„Kaffeepause“ im Stattcafé

Am Dienstag war ich gleich noch einmal zeichnen, denn dann ging es für unsere Urban Sketching Gruppe ins Stattcafé. Bisher kannte ich es nur vom sehen her, denn ich bin öfter dort vobei gelaufen, wenn ich zu den vhs-Kursen ging (an denen ich teilgenommen habe). Manches Mal waren dort Musiker auf einer kleinen Bühne und spielten live für die Gäste. Doch dieses Mal war dies nicht der Fall. Dennoch fanden wir genügend Motive zum Zeichnen.

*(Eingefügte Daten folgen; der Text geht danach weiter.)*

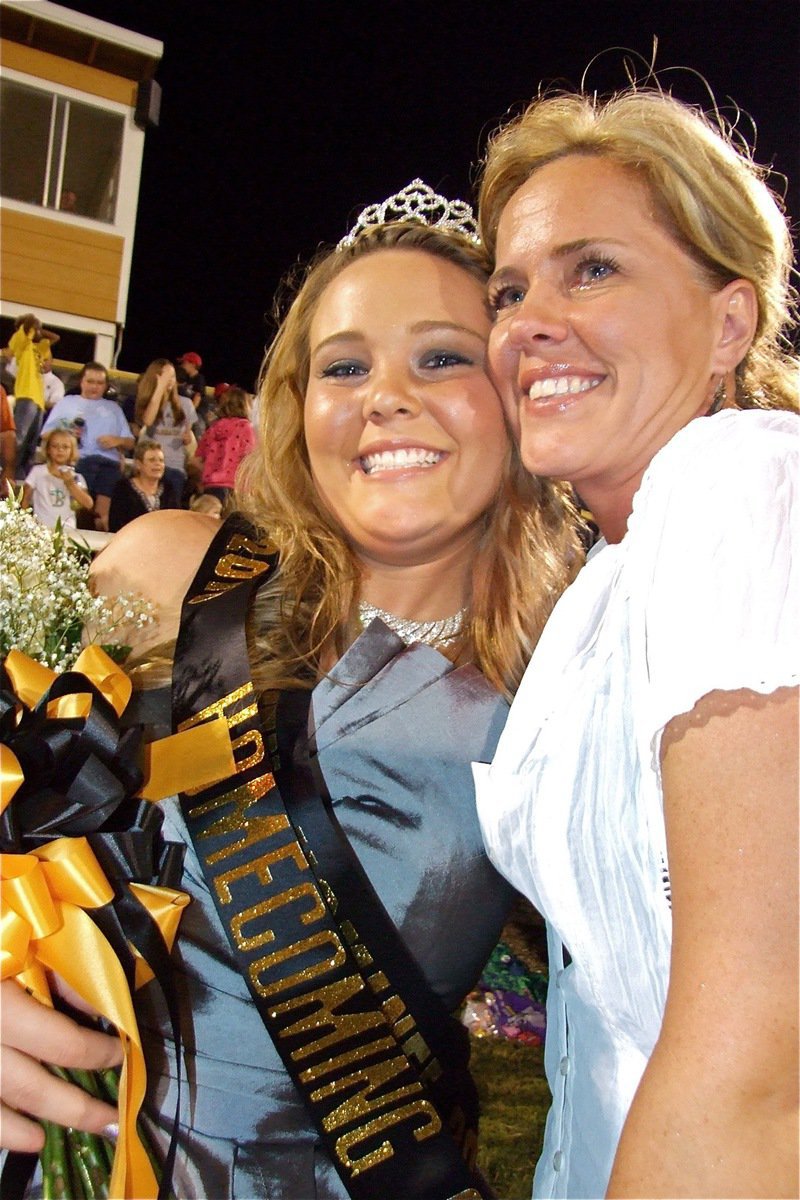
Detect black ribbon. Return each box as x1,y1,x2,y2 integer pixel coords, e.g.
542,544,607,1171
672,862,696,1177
0,662,185,1200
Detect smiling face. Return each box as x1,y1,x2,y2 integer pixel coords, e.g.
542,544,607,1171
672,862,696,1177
80,367,108,400
138,450,164,482
303,248,509,565
47,433,74,467
489,155,741,528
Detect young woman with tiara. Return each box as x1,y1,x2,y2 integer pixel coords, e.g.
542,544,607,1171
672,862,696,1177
4,180,579,1200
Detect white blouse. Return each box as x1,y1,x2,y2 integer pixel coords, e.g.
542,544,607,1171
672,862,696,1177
473,410,800,1196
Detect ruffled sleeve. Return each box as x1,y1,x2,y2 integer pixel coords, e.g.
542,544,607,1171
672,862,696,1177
628,412,800,764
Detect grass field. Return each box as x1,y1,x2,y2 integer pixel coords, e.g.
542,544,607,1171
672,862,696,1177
471,900,551,1200
471,1038,551,1200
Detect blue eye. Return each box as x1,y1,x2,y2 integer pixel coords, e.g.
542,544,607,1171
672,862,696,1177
575,254,619,288
420,350,473,371
489,283,525,317
320,359,367,379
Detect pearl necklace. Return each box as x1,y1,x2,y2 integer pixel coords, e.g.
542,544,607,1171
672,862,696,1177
359,600,467,646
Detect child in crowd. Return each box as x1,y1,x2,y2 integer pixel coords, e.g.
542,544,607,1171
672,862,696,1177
23,430,95,529
194,388,255,504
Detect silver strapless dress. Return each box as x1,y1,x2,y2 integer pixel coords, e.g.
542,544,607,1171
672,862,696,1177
137,620,511,1200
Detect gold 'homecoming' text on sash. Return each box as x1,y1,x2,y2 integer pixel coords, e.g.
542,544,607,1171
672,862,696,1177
181,684,441,1175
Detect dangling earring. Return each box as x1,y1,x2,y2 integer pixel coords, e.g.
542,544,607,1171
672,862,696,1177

Zunächst zeichnete ich die Menschen gegenüber. Ich hatte mir die zwei Frauen im Hintergrund ausgesucht und dabei nicht bedacht, dass vor ihnen ja noch jemand sitzt (und zeichnet), der mir ja einen Teil der Sicht verdeckt. Kurzerhand fügte ich ihn einfach in das Bild mit ein. Farbe gab ich aber nur den Hintergrund. Da ich mich von Anfang an auf die beiden konzentriert habe, wollte ich das so weiter behalten und ich finde es ganz gut, dass ich dort auch mein Augenmerk behalten habe. So wirkt das Ganze schon viel interessanter und spannender. Ich hab so das Gefühl, dass man die vordere Person sogar als „unscharf“ bezeichnen könnte, da sie eben KEINE Farbe hat. So lenkt es den Blick direkt auf die beiden Damen im Hintergrund. (Oder wie seht ihr das?)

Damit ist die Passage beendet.